Все это подробно было изложено в рапорте Славы Голубева. Подполковник Гладышев провел оперативное совещание и, отпустив остальных сотрудников, беседовал с Кайровым. Кайров сидел на своем излюбленном месте, у стола, и, положив ногу на ногу, внимательно смотрел на подполковника живыми черными глазами.

Беседу прервал робкий, словно заикнувшийся телефонный звонок. Подполковник снял трубку.

– Гладышев слушает… Да… Милиция.

По тому, как напрягалось и хмурилось лицо подполковника, Кайров понял, что слышимость в телефоне плохая, а сообщение не из приятных.

– Понял, что из Ярского! – почти закричал подполковник. – При каких обстоятельствах утонул? Купался?… Почему купался? Кто это говорит?… Алло!…

В трубке захрипело, щелкнуло и разом замолчало, словно кто-то обрубил провода. Подполковник какое-то время подождал. Медленно, очень медленно положил телефонную трубку. Почти целую минуту сидел молча, будто не веря в то, что ему сейчас сообщили, и не замечая настороженного взгляда Кайрова.
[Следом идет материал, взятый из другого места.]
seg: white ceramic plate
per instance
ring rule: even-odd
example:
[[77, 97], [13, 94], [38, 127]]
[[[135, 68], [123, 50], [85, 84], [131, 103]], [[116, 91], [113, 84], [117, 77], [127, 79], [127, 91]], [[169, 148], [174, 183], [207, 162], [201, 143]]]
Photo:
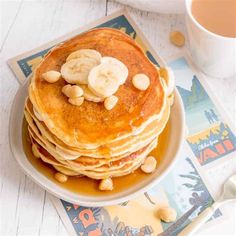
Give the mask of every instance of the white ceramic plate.
[[[175, 102], [171, 109], [169, 145], [162, 163], [158, 165], [157, 171], [152, 175], [147, 175], [144, 181], [130, 187], [123, 192], [114, 193], [108, 196], [86, 196], [73, 193], [56, 183], [52, 182], [40, 173], [27, 159], [22, 145], [22, 122], [24, 118], [24, 102], [28, 94], [28, 82], [26, 81], [15, 95], [11, 109], [9, 139], [11, 151], [21, 168], [42, 188], [53, 195], [68, 202], [82, 206], [107, 206], [128, 201], [138, 195], [148, 191], [156, 185], [171, 169], [177, 160], [177, 154], [184, 139], [184, 109], [182, 100], [177, 90], [175, 90]], [[81, 186], [82, 187], [82, 186]]]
– Бирюков утонул, – наконец сказал он.

Кайров не проронил ни слова. Только его пальцы чуть вздрогнули, дернулась полоска усов, а в глазах появилась еще большая настороженность.

– Говорят, купался – и утонул, – подполковник хмуро посмотрел на телефон. – Связь отвратительная… Не понял, кто звонил: не то Слышкин, не то Слышко.

– Купаться в рабочее время? – лицо Кайрова стало суровым. – Мальчишка! Я знал, что это дело добром не кончится, предчувствовал.

Подполковник посмотрел на него не то осуждающе, не то удивленно. Скорее даже взгляд его спросил: «Разве это имеет теперь значение?»

– Бери, капитан, машину и срочно – в Ярское. Разберись самым тщательным образом. – Заметив на лице Кайрова вопрос, добавил: – Что по задержанию Булочкина планировалось тебе, сделаю сам.